Grid Computing Goes Mainstream
Grid standards will undoubtedly help in the effort to move more software to grid by providing a common framework on which applications can be built. And large software companies such as Oracle and SAP already either have products (Oracle 10g) or pilot programs (as SAP does) for grid-enabled applications in place. "Grid has kind of been like a science experiment until now," says Tony Scott, CTO at General Motors. "It’s been not commercialized, not standardized, not accessible, not really supported in the classical IT environment." But Scott sees the entrance of Oracle and others as a sign that grid will begin to develop the support infrastructure required by enterprise IT tools: "We not only need the product itself, we need the manageability tools, we need the provisioning tools, we need all of the ecosystem it takes to support these things in our environment."
It’s a Grid, Grid, Grid, GRID World
Grid computing continues to evolve.

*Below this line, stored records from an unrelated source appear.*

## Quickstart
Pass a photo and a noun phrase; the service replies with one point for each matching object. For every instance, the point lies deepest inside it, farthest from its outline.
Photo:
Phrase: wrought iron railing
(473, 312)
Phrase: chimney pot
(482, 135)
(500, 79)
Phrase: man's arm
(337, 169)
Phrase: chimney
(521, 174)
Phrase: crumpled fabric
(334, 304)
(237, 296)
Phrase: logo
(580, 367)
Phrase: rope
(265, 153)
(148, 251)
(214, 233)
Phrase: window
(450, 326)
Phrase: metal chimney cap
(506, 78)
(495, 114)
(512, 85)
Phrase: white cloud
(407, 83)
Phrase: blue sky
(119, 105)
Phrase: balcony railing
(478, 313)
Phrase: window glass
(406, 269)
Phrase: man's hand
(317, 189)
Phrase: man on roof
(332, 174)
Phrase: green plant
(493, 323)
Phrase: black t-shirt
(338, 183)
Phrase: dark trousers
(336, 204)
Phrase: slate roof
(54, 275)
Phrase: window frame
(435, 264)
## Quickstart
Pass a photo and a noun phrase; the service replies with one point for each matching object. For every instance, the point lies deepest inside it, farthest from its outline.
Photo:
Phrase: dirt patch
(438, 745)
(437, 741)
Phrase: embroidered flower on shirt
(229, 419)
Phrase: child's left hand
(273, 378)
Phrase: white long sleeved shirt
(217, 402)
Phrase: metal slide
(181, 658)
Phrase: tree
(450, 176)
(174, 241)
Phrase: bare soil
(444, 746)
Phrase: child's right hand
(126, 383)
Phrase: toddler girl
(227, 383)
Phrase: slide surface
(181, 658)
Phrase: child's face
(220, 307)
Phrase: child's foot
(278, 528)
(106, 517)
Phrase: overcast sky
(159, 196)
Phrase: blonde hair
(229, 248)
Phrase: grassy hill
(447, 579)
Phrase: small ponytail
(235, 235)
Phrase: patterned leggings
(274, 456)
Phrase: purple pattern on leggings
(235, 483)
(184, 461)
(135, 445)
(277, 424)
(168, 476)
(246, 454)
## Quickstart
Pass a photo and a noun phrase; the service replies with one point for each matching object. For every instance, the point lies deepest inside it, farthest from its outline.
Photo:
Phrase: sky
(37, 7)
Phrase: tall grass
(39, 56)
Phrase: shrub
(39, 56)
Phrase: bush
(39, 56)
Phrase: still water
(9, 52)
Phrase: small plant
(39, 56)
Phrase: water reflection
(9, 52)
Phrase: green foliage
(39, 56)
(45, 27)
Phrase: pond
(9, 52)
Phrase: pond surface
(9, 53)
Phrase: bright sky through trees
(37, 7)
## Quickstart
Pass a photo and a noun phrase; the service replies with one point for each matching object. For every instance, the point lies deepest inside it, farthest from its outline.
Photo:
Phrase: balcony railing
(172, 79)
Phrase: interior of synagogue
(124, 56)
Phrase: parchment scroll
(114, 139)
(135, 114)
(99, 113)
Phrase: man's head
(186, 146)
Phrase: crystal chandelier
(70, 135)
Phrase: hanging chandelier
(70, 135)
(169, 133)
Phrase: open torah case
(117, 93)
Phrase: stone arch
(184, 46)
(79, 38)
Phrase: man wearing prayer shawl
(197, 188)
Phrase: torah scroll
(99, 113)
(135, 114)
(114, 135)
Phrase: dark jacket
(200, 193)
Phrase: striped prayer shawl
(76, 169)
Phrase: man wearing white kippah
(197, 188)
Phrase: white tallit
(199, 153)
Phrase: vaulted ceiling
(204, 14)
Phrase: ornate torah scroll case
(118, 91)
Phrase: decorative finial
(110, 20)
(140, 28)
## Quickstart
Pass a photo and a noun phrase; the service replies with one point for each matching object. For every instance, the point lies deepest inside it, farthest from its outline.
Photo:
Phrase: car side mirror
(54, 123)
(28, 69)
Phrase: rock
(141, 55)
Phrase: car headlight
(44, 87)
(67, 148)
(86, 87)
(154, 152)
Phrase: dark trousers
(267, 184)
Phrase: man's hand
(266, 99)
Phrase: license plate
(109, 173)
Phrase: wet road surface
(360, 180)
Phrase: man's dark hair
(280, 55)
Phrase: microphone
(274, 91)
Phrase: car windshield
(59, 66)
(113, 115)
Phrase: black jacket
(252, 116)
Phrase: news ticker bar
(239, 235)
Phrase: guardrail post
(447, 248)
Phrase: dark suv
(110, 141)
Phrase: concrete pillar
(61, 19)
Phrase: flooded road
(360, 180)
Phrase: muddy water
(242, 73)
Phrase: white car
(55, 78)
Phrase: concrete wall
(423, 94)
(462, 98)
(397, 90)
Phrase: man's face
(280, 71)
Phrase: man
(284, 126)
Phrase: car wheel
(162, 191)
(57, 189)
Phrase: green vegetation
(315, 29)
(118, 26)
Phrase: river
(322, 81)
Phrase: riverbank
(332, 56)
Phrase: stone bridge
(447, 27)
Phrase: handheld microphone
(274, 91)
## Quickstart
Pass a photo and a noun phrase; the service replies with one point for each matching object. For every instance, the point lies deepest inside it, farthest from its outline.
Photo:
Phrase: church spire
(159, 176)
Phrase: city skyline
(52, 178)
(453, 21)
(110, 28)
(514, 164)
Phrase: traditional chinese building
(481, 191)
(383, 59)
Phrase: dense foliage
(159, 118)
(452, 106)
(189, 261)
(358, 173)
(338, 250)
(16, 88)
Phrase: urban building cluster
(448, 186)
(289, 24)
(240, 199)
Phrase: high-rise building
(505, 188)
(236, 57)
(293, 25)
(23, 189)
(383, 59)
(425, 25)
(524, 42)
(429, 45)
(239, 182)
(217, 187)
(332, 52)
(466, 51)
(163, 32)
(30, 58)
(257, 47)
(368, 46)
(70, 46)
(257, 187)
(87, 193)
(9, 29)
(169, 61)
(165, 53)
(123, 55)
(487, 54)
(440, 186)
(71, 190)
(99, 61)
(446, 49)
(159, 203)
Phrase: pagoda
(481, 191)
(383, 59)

Analysts and vendors now identify at least three types of grids. While most people think of computational grids, enterprises are looking into data grids that don’t share computing power but instead provide a standardized way to swap data internally and externally for data mining and decision support (music sharing systems like LimeWire and Kazaa are examples). Collaborative grids, meanwhile, let dispersed users share and work together on extremely large data sets. (The NEESgrid, www.neesgrid.org, for example, allows earthquake researchers to share data and even research equipment as virtual teams over the Internet.) Clabby of Clabby Analytics also notes that subgenres such as utility grids, enterprise optimization grids and others continue to develop. In short, grid isn’t going away.
Given that, it behooves CIOs to identify those business functions and applications that might benefit from being grid-enabled. As GE Financial Assurance’s Horvath says, "I think it would be very difficult for a CIO to find a technology and an application that has the payback that [grid] does. The cost is so low and the benefits are so high that it can’t be ignored."